Enfin, les conséquences organisationnelles amplifient certaines menaces traditionnelles. L’impact sur les ressources humaines pèse sur les capacités opérationnelles de pointe telles que la collecte de renseignement humain ; le confinement rend le travail de contre-espionnage plus difficile ; l’augmentation massive des communications électroniques entache les capacités de collecte tout en créant de nouvelles opportunités d’attaques cyber, et les situations d’isolement de certains agents fragiles offrent de nouvelles possibilités de recrutement.

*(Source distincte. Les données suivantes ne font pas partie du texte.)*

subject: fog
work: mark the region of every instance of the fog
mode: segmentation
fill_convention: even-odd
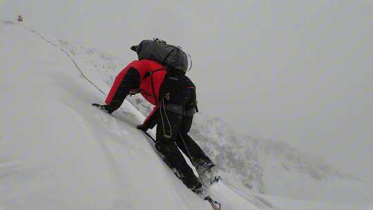
[[[180,46],[202,113],[373,182],[372,1],[1,2],[3,19],[128,62],[144,39]]]

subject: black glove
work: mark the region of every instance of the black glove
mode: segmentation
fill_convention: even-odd
[[[149,128],[149,126],[146,124],[142,124],[136,126],[136,128],[142,131],[146,131]]]
[[[111,114],[111,113],[117,109],[109,105],[99,105],[98,104],[92,104],[92,106],[97,106],[98,108],[102,110],[103,111],[106,111],[109,114]]]

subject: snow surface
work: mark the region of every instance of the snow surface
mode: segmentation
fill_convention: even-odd
[[[0,209],[211,209],[173,175],[135,128],[150,108],[142,99],[125,101],[115,117],[90,106],[102,103],[105,96],[100,90],[108,92],[124,62],[95,48],[47,37],[19,23],[3,21],[1,33]],[[222,209],[372,207],[367,195],[361,203],[344,204],[254,193],[249,187],[254,191],[278,194],[284,186],[292,189],[291,180],[299,177],[294,171],[300,169],[307,180],[315,171],[322,171],[316,173],[320,178],[344,175],[307,164],[291,165],[305,163],[293,161],[299,155],[288,160],[284,166],[287,169],[278,173],[274,166],[283,164],[284,159],[275,164],[269,161],[279,156],[268,152],[268,145],[273,144],[258,146],[254,141],[247,146],[221,125],[219,120],[196,117],[192,133],[196,140],[202,140],[198,143],[217,162],[229,184],[220,183],[210,191],[222,202]],[[288,171],[294,173],[285,175]],[[283,178],[274,179],[276,173]]]
[[[211,209],[135,128],[144,116],[133,106],[115,117],[92,107],[104,95],[32,30],[3,23],[1,39],[3,208]],[[211,194],[223,209],[258,209],[222,183]]]

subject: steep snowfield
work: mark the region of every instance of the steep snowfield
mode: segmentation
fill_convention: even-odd
[[[100,90],[108,92],[125,62],[19,23],[3,21],[0,37],[0,209],[211,209],[134,128],[151,108],[143,99],[128,98],[115,117],[90,106],[103,102]],[[351,182],[287,146],[234,133],[218,119],[197,115],[191,134],[228,184],[211,190],[222,209],[369,209],[373,203],[369,195],[345,204],[254,193],[302,198],[322,184]],[[301,191],[305,181],[314,189]],[[333,195],[332,189],[326,193]]]
[[[0,207],[211,209],[134,128],[144,116],[131,104],[115,117],[95,109],[104,95],[59,47],[10,21],[1,36]],[[211,194],[223,209],[258,209],[222,183]]]

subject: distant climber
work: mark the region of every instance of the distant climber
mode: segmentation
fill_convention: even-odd
[[[204,187],[179,148],[195,166],[204,184],[215,178],[216,166],[188,135],[198,111],[195,86],[185,75],[188,59],[180,47],[160,40],[144,40],[131,50],[139,60],[130,63],[116,77],[102,108],[111,113],[129,94],[141,93],[155,106],[137,128],[146,131],[156,124],[155,148],[181,175],[184,184],[200,193]]]

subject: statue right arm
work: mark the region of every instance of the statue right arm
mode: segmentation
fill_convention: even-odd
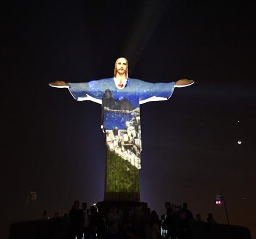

La pandémie de Covid-19 met en évidence le lien entre santé publique et sécurité nationale. Elle affecte le renseignement de manière directe mais ne constitue qu’un élément secondaire des services chargés de l’assurer. La responsabilité première de la veille, de la collecte et de l’analyse des informations pertinentes en matière épidémique demeure et doit demeurer de l’ordre de la santé publique,mais cette crise sanitaire sans précédent engendre une demande d’implication plus forte des acteurs de la sécurité nationale et exige de repenser l’implication des services de renseignement sur ces enjeux.
Clément RENAULT est conseiller au ministère des Armées. Il prépare actuellement un doctorat en War Studies sur les enjeux contemporains du renseignement.